Crystal Brooke Howell was interviewed Sunday at the Richmond County jail by two investigators from North Carolina – a detective with the Haywood County Sheriff’s Office and an agent with the State Bureau of Investigation, according to the warrant issued Tuesday.
“During the course of the interview, Crystal Howell stated that approximately one month ago, she shot her father, Michael Howell, in the head with a shotgun. She stated that sometime afterward she threw the fired shotgun shell in the garbage,” sheriff’s Detective Scott Robinson said in the warrant affidavit.
Crystal Howell has been in police custody since Sunday, when she was arrested at a Motel 6 on Boy Scout Road. North Carolina authorities had been seeking her since Saturday afternoon, when friends staying at her home in Maggie Valley, N.C., discovered her father’s body in a plastic tote bin inside a storage shed on the property.
According to the arrest warrant, Michael Howell had been dead since Feb. 23. Police said he died of a single gunshot to the head.
Funeral plans for Howell, a former Columbia County News-Times sports editor, are incomplete according to his ex-wife, Kristina Rester, who is handling arrangements. Rester said the plans include cremation and a funeral in Augusta after North Carolina authorities release his body.

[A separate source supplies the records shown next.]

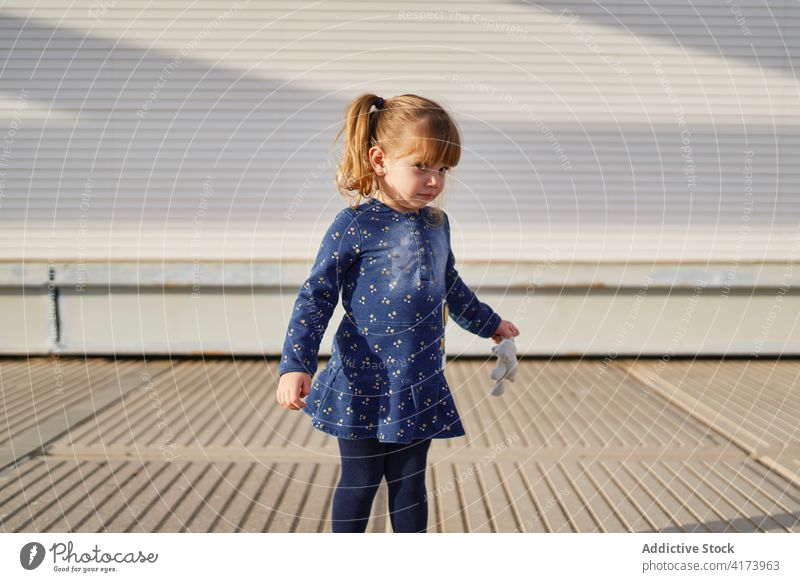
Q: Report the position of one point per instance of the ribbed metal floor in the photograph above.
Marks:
(573, 446)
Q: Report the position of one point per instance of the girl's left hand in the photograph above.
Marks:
(504, 330)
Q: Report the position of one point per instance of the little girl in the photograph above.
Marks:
(383, 392)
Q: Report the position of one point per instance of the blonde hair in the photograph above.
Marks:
(405, 124)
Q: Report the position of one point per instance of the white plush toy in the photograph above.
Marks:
(506, 369)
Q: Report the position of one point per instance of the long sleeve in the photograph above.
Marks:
(462, 303)
(319, 295)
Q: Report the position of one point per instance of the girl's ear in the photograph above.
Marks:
(377, 160)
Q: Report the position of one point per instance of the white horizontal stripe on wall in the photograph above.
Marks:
(614, 132)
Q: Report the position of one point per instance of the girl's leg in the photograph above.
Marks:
(362, 471)
(405, 476)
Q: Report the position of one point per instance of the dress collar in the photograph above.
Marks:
(374, 205)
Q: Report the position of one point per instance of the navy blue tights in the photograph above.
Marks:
(364, 463)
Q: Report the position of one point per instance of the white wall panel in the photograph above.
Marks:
(137, 130)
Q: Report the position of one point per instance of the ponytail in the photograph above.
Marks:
(355, 173)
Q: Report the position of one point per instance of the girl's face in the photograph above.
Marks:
(409, 183)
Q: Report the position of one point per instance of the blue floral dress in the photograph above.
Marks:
(398, 282)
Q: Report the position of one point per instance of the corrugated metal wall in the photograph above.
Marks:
(620, 131)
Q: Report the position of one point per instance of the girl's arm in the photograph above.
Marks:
(462, 303)
(318, 296)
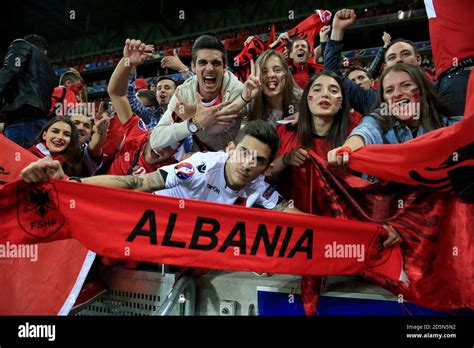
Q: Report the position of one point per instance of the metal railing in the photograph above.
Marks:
(183, 292)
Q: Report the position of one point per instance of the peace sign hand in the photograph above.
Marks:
(135, 52)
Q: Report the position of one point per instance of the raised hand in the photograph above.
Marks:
(101, 124)
(249, 40)
(394, 237)
(295, 157)
(343, 19)
(253, 85)
(324, 33)
(173, 62)
(135, 52)
(184, 109)
(215, 115)
(339, 156)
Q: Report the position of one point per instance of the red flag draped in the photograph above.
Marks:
(49, 284)
(307, 29)
(207, 235)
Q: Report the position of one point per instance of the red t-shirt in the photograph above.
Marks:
(451, 29)
(136, 136)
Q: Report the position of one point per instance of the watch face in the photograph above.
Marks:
(192, 127)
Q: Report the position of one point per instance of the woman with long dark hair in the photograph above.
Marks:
(58, 138)
(408, 106)
(323, 122)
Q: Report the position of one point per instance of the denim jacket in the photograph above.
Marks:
(372, 134)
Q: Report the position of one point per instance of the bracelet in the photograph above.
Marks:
(247, 101)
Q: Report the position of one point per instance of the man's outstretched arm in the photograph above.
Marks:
(45, 168)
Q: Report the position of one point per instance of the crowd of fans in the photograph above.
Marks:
(256, 131)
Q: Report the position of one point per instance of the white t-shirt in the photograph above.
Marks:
(201, 177)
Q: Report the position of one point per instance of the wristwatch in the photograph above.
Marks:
(193, 126)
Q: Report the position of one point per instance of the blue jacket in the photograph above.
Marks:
(360, 99)
(372, 134)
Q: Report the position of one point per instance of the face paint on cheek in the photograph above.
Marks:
(416, 94)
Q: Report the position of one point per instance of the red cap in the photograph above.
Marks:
(141, 84)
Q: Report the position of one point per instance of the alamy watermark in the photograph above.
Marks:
(19, 251)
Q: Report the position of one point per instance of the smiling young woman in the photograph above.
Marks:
(408, 106)
(59, 140)
(279, 95)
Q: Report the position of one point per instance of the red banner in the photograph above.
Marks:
(138, 226)
(47, 281)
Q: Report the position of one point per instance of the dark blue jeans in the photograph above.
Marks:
(24, 132)
(453, 89)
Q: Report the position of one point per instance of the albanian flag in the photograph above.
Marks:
(49, 283)
(308, 29)
(431, 207)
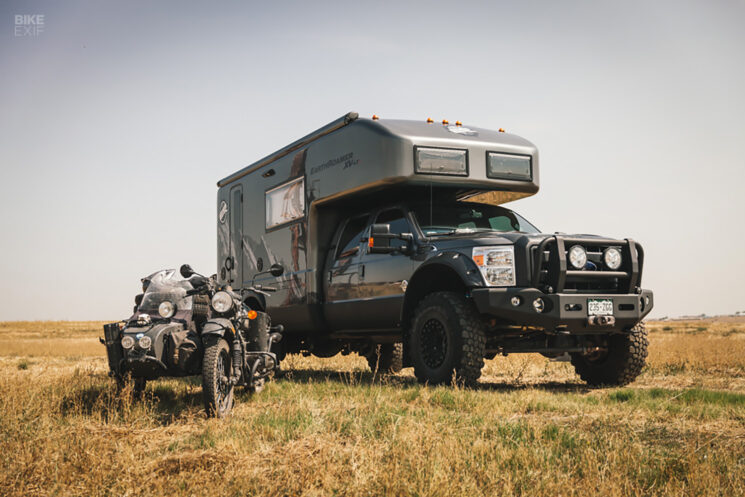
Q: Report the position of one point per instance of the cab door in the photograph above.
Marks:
(384, 277)
(342, 276)
(235, 264)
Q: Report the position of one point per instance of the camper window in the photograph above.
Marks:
(285, 203)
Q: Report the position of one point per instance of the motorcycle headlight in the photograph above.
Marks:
(166, 309)
(497, 264)
(577, 257)
(128, 342)
(222, 302)
(612, 258)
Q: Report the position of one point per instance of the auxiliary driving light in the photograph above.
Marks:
(577, 256)
(128, 342)
(222, 302)
(612, 258)
(166, 309)
(538, 305)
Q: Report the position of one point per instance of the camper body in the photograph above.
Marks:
(391, 232)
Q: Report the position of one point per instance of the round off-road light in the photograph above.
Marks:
(128, 342)
(578, 256)
(612, 258)
(538, 305)
(222, 302)
(166, 309)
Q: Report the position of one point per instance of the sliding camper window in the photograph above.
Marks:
(285, 203)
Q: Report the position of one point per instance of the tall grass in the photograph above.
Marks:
(330, 427)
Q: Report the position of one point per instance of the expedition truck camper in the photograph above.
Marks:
(395, 245)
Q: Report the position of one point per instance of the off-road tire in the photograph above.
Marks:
(217, 401)
(623, 362)
(386, 358)
(457, 319)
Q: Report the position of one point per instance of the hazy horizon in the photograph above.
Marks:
(119, 118)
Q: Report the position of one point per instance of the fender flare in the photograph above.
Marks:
(218, 327)
(453, 263)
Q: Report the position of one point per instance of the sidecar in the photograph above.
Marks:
(161, 337)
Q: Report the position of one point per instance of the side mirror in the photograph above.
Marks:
(276, 270)
(186, 271)
(380, 239)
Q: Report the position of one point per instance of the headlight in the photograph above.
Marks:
(441, 161)
(166, 309)
(577, 256)
(222, 302)
(128, 342)
(497, 264)
(612, 258)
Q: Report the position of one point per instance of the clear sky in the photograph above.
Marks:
(118, 118)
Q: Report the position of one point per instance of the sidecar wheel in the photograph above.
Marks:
(216, 369)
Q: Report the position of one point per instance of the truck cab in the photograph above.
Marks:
(397, 246)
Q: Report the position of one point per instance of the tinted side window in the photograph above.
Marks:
(398, 222)
(350, 236)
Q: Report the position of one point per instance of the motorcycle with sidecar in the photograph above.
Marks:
(185, 325)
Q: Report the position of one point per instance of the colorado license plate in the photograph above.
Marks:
(599, 307)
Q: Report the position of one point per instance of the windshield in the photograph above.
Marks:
(165, 285)
(468, 217)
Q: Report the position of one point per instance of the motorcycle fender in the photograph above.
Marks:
(218, 327)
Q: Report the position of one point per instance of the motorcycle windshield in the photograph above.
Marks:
(166, 285)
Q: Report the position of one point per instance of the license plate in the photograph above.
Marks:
(599, 307)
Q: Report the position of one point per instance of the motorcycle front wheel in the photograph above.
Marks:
(216, 388)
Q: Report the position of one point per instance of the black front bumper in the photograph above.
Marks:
(561, 311)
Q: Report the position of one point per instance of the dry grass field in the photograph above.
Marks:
(332, 428)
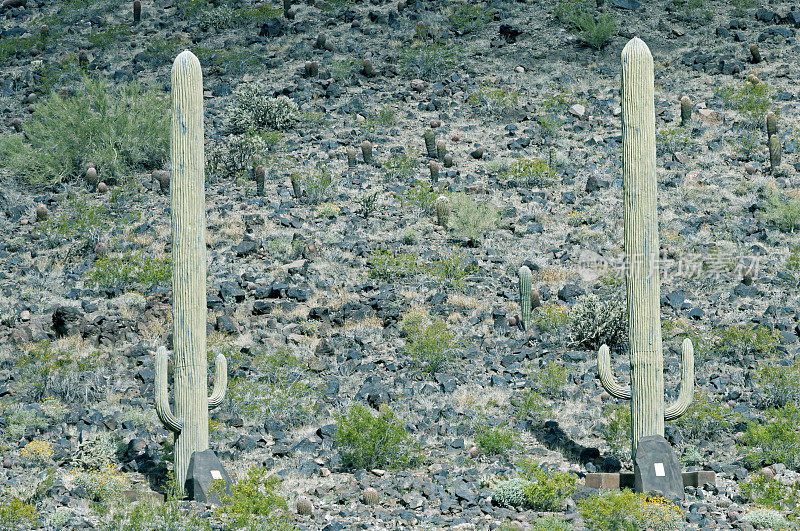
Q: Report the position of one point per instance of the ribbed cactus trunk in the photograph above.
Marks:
(190, 419)
(188, 260)
(640, 212)
(641, 241)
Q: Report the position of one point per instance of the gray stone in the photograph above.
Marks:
(204, 470)
(656, 467)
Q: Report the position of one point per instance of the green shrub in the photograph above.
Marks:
(367, 441)
(495, 441)
(628, 511)
(783, 213)
(706, 418)
(530, 172)
(616, 430)
(472, 220)
(132, 269)
(253, 503)
(120, 132)
(429, 342)
(595, 322)
(776, 440)
(595, 32)
(252, 109)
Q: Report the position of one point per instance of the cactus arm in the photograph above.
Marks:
(220, 382)
(687, 383)
(610, 383)
(162, 395)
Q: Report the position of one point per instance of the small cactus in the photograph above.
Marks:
(772, 124)
(774, 152)
(430, 143)
(433, 166)
(442, 210)
(366, 151)
(686, 110)
(304, 506)
(260, 174)
(441, 150)
(525, 296)
(755, 55)
(366, 68)
(371, 496)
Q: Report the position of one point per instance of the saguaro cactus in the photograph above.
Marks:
(525, 296)
(640, 213)
(189, 421)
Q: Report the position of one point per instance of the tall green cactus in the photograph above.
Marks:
(190, 419)
(525, 296)
(640, 213)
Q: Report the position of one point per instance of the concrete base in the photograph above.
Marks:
(623, 480)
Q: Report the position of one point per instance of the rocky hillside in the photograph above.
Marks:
(377, 172)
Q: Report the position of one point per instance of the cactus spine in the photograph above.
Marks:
(641, 250)
(525, 296)
(189, 421)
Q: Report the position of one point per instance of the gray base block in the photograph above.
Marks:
(204, 470)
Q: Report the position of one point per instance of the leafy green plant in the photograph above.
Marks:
(120, 131)
(369, 441)
(495, 441)
(595, 31)
(775, 440)
(472, 220)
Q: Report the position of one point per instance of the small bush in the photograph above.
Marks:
(595, 32)
(596, 322)
(120, 132)
(253, 503)
(472, 220)
(367, 441)
(776, 440)
(783, 213)
(429, 342)
(252, 109)
(628, 511)
(530, 172)
(495, 441)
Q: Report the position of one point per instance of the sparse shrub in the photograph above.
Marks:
(629, 511)
(368, 441)
(400, 166)
(495, 441)
(253, 503)
(428, 340)
(596, 322)
(616, 429)
(784, 213)
(766, 519)
(120, 131)
(775, 440)
(252, 109)
(277, 389)
(430, 59)
(472, 220)
(530, 172)
(595, 32)
(706, 418)
(132, 269)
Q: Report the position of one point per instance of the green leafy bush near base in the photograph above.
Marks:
(121, 131)
(368, 441)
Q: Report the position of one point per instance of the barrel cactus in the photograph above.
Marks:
(646, 392)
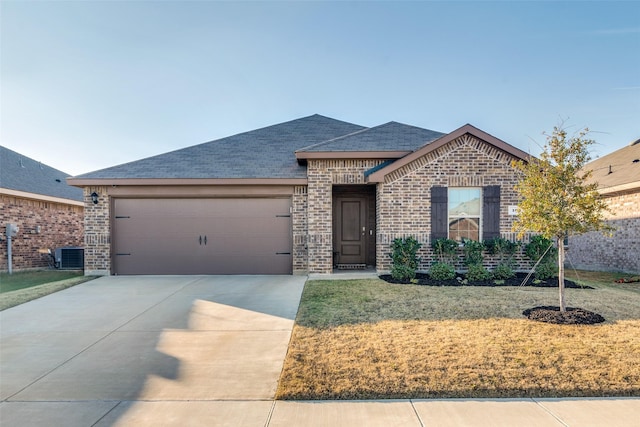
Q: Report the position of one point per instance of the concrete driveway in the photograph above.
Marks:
(135, 350)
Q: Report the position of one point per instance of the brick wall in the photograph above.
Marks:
(404, 206)
(97, 232)
(618, 252)
(59, 225)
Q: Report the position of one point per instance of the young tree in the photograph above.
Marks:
(556, 198)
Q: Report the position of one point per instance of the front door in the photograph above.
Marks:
(350, 230)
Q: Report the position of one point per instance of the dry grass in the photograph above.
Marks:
(367, 339)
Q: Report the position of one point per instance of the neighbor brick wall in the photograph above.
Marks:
(322, 175)
(60, 225)
(97, 235)
(618, 252)
(404, 206)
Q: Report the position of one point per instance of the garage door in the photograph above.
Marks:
(202, 236)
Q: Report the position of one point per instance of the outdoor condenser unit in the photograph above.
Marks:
(69, 258)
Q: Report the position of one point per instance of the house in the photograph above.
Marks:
(618, 178)
(308, 195)
(48, 212)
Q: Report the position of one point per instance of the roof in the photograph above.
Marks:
(392, 136)
(263, 153)
(378, 176)
(22, 174)
(618, 170)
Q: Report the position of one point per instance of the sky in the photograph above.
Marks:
(85, 85)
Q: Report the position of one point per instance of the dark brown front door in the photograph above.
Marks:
(350, 230)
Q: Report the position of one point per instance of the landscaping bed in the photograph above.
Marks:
(424, 279)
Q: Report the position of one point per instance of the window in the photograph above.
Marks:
(465, 213)
(470, 212)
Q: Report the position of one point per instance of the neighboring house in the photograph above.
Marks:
(48, 212)
(618, 178)
(302, 196)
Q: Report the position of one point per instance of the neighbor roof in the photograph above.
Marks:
(25, 175)
(618, 170)
(263, 153)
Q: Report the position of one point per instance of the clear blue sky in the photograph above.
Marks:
(87, 84)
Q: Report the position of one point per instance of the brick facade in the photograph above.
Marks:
(403, 200)
(42, 225)
(404, 206)
(97, 234)
(618, 252)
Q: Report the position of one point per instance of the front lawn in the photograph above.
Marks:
(21, 287)
(368, 339)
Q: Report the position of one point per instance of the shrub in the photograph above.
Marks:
(442, 271)
(477, 272)
(472, 250)
(445, 250)
(545, 271)
(536, 250)
(405, 259)
(503, 271)
(505, 250)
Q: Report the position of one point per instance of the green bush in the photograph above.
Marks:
(442, 271)
(505, 250)
(477, 272)
(503, 271)
(536, 249)
(404, 258)
(472, 250)
(545, 271)
(445, 250)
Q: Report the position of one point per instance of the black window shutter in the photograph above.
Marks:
(439, 213)
(491, 212)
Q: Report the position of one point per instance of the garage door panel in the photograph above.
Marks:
(202, 236)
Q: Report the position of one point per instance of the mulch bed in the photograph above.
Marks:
(424, 280)
(572, 316)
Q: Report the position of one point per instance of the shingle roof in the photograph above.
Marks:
(20, 173)
(392, 136)
(618, 168)
(263, 153)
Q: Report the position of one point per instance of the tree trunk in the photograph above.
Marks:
(561, 273)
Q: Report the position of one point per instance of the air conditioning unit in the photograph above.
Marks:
(69, 258)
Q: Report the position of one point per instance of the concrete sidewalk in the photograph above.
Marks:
(207, 350)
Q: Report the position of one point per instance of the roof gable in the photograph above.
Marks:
(379, 175)
(20, 173)
(262, 153)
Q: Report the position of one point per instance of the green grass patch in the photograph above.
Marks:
(22, 287)
(27, 279)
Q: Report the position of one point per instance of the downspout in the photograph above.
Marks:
(12, 230)
(9, 253)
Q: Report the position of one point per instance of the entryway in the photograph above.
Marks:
(354, 227)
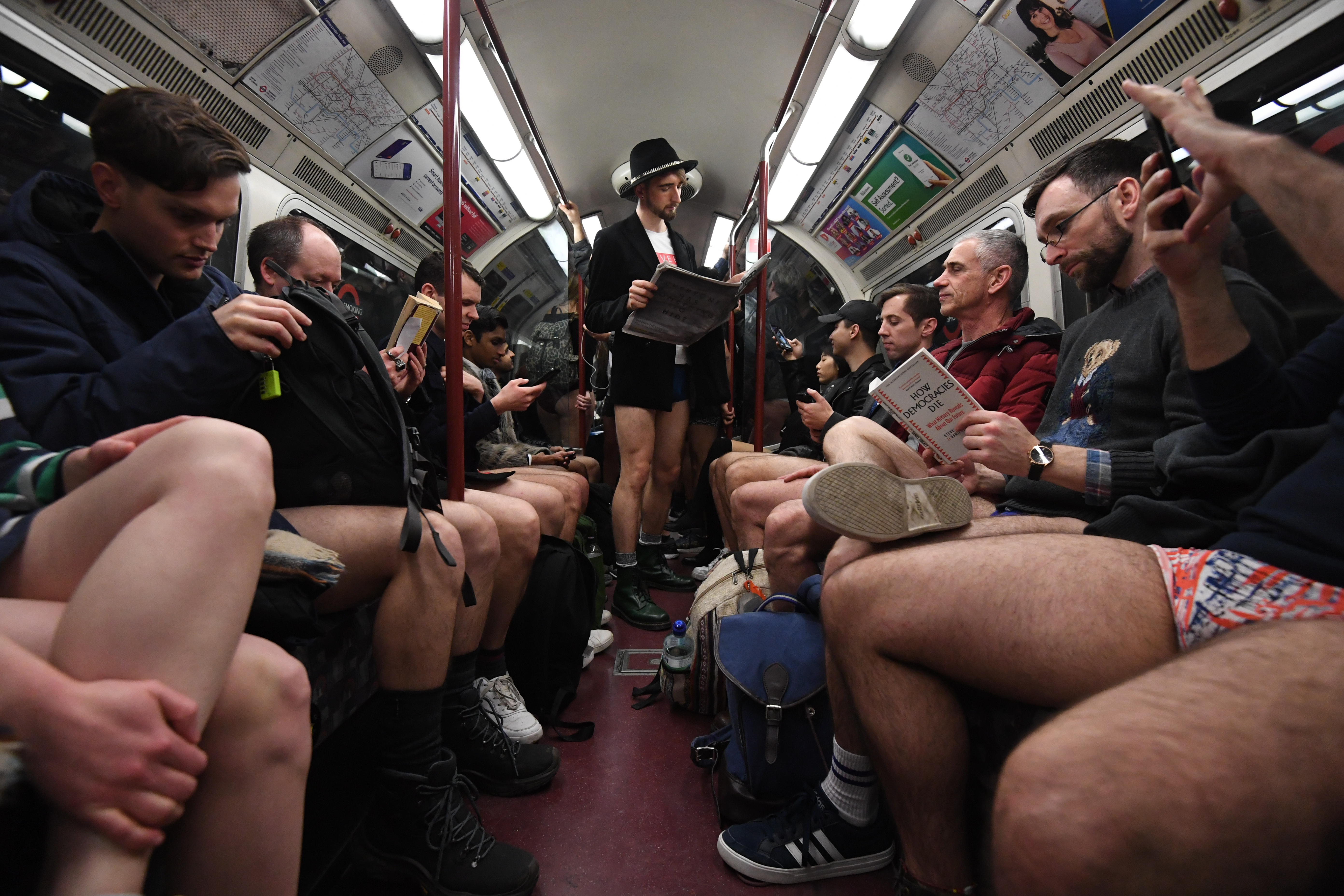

Rester said their daughter had called her March 19 to say her father had released her from his custody and wanted to move back to Augusta. Rester said she told her daughter she would have to provide proof of the emancipation, before she would allow it.
Nevertheless, Crystal Howell showed up at Rester’s home March 22 driving her father’s orange Land Rover and pulling a U-Haul trailer filled with her belongings. The vehicle and trailer have since been seized by investigators.
Rester said her daughter stayed only long enough to take a shower and left to meet a friend and find a place to rent.
Meanwhile, in North Carolina, friends of Crystal Howell were staying at the family’s eight-bedroom cabin in the remote Sheepback Mountain community near Maggie Valley.
According to the affidavit, Crystal Howell told her friends that her father had left home in January and committed suicide in Georgia.
Sometime afterward, the friends – identified as Summer Ramsey and Elijah Damon – moved into the cabin to stay with Howell and began to go through her father’s belongings, and to “clean and organize,” according to the affidavit.
The three filled several plastic totes with belongings and began to place them in an outside storage shed.
According to a statement to police from Ramsey’s mother, “Crystal Howell moved several of the totes back to the storage shed in the last few days and the shed was locked up and the key given to Summer Ramsey. Crystal told Summer to please keep everyone out of the shed except to put more items in the shed,” the affidavit said.
About 2:30 p.m. March 22, Damon and another man, Anthony Talley, were moving a pinball machine and more plastic totes into the shed. Talley noticed a sleeping bag covering a tote and removed it, revealing Michael Howell’s body inside, the affidavit said.
When reached by phone Friday, Talley said he knew Crystal only as an acquaintance, having worked on her father’s Land Rover a few times. He confirmed that he and Damon found the body while moving items into the storage building. He said he was still shaken from what he saw in the shed, but police had asked him not to discuss details of the case.
“I never want to see anything like that ever again in my life,” Talley said. “It has ruined me.”
On Wednesday, Crystal Howell made a brief appearance in an Augusta courtroom before Judge Stephen Shepard. After learning that the defendant did not have legal counsel, Shepard chose to halt the proceeding until she had consulted an attorney.
Another hearing date was not set, court officials said.
Rester said she has spoken to her daughter since the arrest, but wasn’t privy to any details of the case. She said Crystal had lived with her ex-husband since they divorced about five years ago. She still saw her periodically and spoke to her often.
“We actually had a really good summer,” she said. “We talked about her moving back here, but before we worked out the details she decided to move back with her dad.”
Rester said her daughter had difficulties with authority and tested boundaries, which created family conflicts. Most recently, she had been arrested in North Carolina in December on a shoplifting charge, Rester said.
“The reason she wasn’t living with us was that she couldn’t follow the rules here,” she said.